The Disability Rights Commission advises that dental practices will be expected to:

  • Undergo an access audit of their premises to identify barriers to access and to determine the extent and feasibility of any necessary alterations

  • Implement any alterations if it is 'reasonable' to do so.

Examples of how the term 'reasonableness' is likely to be interpreted:

  • It may not be reasonable to expect a practice to routinely provide practice leaflets in Braille, – but it would be reasonable to provide them in large print and to be prepared to read them out to a partially sighted patient.

  • It may not be reasonable for all practice staff to be fluent in British Sign Language (BSL), – but it would be reasonable to expect one member of staff to have some deaf equality training and/or to communicate in writing with a deaf person.

  • It may not be possible to install a ramp or lift – but it might be reasonable to install a handrail to help patients climb stairs and/or it might be reasonable to install a stair lift.

It is likely that disabled people will increasingly demand the same access to dental care as non-disabled people and that they will expect to receive this alongside non-disabled people in a general practice setting.

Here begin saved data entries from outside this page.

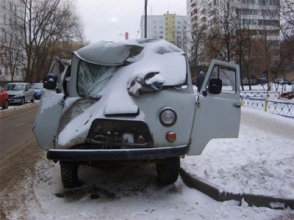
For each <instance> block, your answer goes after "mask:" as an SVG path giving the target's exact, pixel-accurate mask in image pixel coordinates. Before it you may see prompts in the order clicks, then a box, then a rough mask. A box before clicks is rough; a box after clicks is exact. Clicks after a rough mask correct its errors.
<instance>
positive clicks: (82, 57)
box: [74, 40, 143, 66]
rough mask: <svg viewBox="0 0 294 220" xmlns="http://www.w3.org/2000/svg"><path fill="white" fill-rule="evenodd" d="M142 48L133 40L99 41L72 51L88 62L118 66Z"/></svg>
mask: <svg viewBox="0 0 294 220" xmlns="http://www.w3.org/2000/svg"><path fill="white" fill-rule="evenodd" d="M142 49H143V47H142V45H140V44H138V43H137V41H134V40H130V41H125V42H111V41H100V42H98V43H95V44H91V45H88V46H86V47H83V48H81V49H79V50H77V51H75V52H74V53H75V55H76V56H78V57H79V58H80V59H82V60H84V61H87V62H90V63H94V64H100V65H105V66H119V65H122V64H124V62H125V61H126V60H127V58H129V57H132V56H134V55H137V54H138V53H140V52H141V51H142Z"/></svg>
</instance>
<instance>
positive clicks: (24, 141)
mask: <svg viewBox="0 0 294 220" xmlns="http://www.w3.org/2000/svg"><path fill="white" fill-rule="evenodd" d="M37 110H38V104H37V103H34V104H26V105H25V106H21V107H14V109H8V110H4V111H3V110H2V111H1V114H0V157H3V156H4V155H5V154H7V153H9V152H11V151H12V150H15V149H17V148H18V147H20V146H23V145H25V144H27V143H28V142H30V141H32V140H35V136H34V134H33V132H32V128H33V124H34V121H35V117H36V114H37Z"/></svg>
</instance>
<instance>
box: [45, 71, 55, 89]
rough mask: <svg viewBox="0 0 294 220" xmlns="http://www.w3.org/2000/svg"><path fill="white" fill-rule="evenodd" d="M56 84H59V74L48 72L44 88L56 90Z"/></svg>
mask: <svg viewBox="0 0 294 220" xmlns="http://www.w3.org/2000/svg"><path fill="white" fill-rule="evenodd" d="M56 84H57V76H56V75H54V74H52V73H48V74H47V75H46V76H45V80H44V88H45V89H48V90H54V89H55V88H56Z"/></svg>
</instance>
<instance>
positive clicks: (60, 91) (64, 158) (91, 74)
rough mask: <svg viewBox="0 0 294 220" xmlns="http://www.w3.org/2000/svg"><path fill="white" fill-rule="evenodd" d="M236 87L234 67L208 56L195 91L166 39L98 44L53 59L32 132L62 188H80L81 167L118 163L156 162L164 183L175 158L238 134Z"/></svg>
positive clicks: (188, 65)
mask: <svg viewBox="0 0 294 220" xmlns="http://www.w3.org/2000/svg"><path fill="white" fill-rule="evenodd" d="M239 87H240V73H239V66H238V65H237V64H234V63H227V62H223V61H218V60H212V62H211V65H210V67H209V69H208V72H207V74H206V78H205V80H204V84H203V86H202V89H201V91H199V93H198V95H195V93H194V92H193V85H192V79H191V73H190V70H189V64H188V60H187V58H186V56H185V54H184V52H183V51H182V50H180V49H179V48H178V47H176V46H174V45H173V44H170V43H168V42H166V41H164V40H147V39H142V40H131V41H124V42H115V43H114V42H104V41H103V42H98V43H96V44H91V45H88V46H86V47H84V48H81V49H79V50H77V51H75V52H74V53H73V56H72V59H71V62H64V61H62V60H60V59H58V58H56V59H55V60H54V63H53V65H52V66H51V70H50V73H48V74H47V76H46V79H45V82H44V90H43V93H42V98H41V101H40V104H39V110H38V114H37V116H36V119H35V124H34V128H33V131H34V134H35V137H36V139H37V142H38V144H39V146H40V147H41V148H43V149H44V150H46V151H47V158H48V159H50V160H53V161H56V162H57V161H59V162H60V168H61V179H62V183H63V186H64V187H65V188H72V187H76V186H79V184H80V181H79V179H78V167H79V165H97V166H103V165H110V164H113V163H122V162H123V163H128V162H138V163H139V162H147V163H151V162H154V163H156V169H157V174H158V181H159V182H160V183H163V184H170V183H173V182H175V181H176V180H177V178H178V175H179V167H180V158H182V157H184V156H185V155H199V154H201V152H202V150H203V149H204V147H205V145H206V144H207V143H208V141H209V140H211V139H212V138H234V137H237V136H238V133H239V124H240V94H239Z"/></svg>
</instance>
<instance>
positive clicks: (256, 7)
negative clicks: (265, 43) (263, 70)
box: [187, 0, 280, 55]
mask: <svg viewBox="0 0 294 220" xmlns="http://www.w3.org/2000/svg"><path fill="white" fill-rule="evenodd" d="M227 1H228V0H227ZM229 2H230V4H231V6H232V9H234V10H232V12H231V13H234V16H235V17H236V18H237V24H238V26H239V30H241V29H242V28H246V29H248V30H250V35H251V36H252V37H255V38H258V37H264V36H266V40H267V41H274V42H278V41H279V40H280V1H279V0H230V1H229ZM224 3H225V1H224V0H187V20H188V23H189V25H188V30H189V33H193V31H194V30H196V29H200V28H204V30H205V31H209V29H210V28H212V27H214V25H216V24H217V23H218V21H217V17H216V14H220V15H221V14H222V13H223V12H222V8H223V4H224ZM265 34H266V35H265ZM187 36H188V41H189V42H192V35H191V34H190V35H187ZM277 45H278V44H277ZM188 48H192V45H189V46H188ZM187 54H188V55H189V54H191V51H188V53H187Z"/></svg>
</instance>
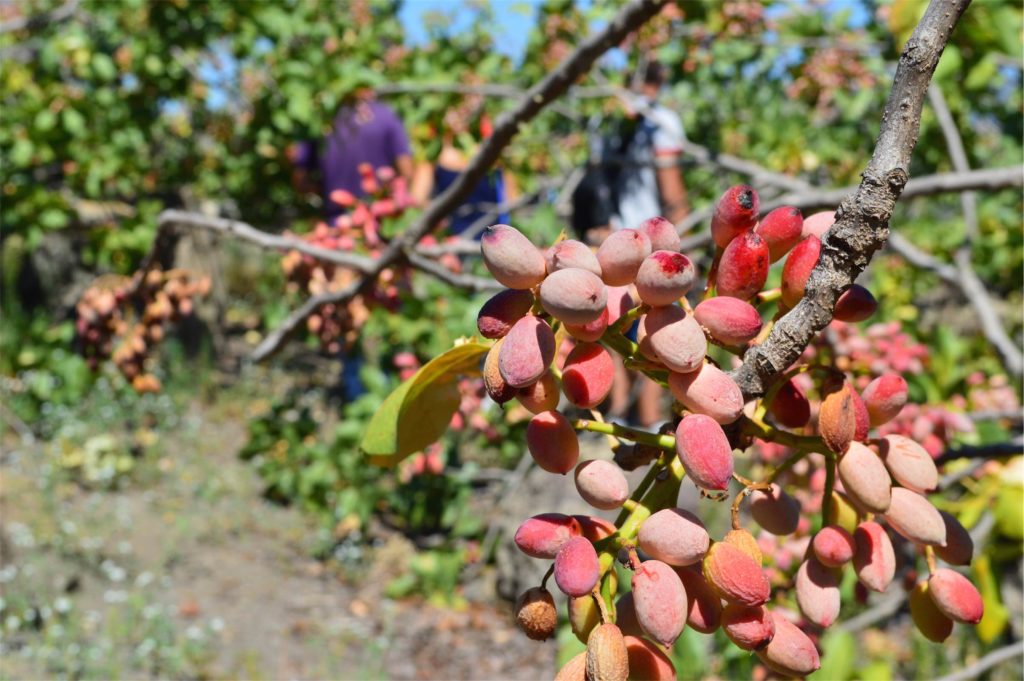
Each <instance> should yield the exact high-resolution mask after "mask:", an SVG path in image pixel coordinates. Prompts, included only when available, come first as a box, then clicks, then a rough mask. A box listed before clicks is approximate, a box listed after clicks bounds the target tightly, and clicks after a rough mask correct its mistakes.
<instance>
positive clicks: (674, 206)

How the dda applies to dentists as employers

Employers with 15 or more employees (each part-timer counts as a separate individual employee) are expected to make reasonable adjustments to accommodate the needs of disabled employees. This applies to all aspects of employment from selection, promotion and training through to dismissal and redundancy. This applies even if there are no disabled employees as an employee may become disabled and/or a disabled person may apply if a post is advertised. This is likely to include practices with less than 15 employees in the future. Funding is available from the 'Access to Work' scheme to make workplaces accessible for a disabled employee (either a new or existing employee). This would have additional benefits in making the service more accessible for patients.

Exemptions from the DDA

There are a few circumstances where it may not be possible to give disabled people exactly the same service as other people and where exemptions may be made, however these are unlikely to apply in dental practice.

Conclusion

Dentists need to be aware of their responsibilities under the Disability Discrimination Act (1995) both as employers and providers of services. By 2004 dental practices will need to have made reasonable physical adjustments to their premises to overcome barriers to access. The Disability Rights Commission advises that dental practices undergo an access audit to inform any alterations. Barriers to access include both physical obstacles and lack of awareness. Access can often be improved at little or no cost. Where physical alterations to practice buildings are necessary for a dental practice to comply with Part III of the Disability Discrimination Act this can be planned for within practice developments.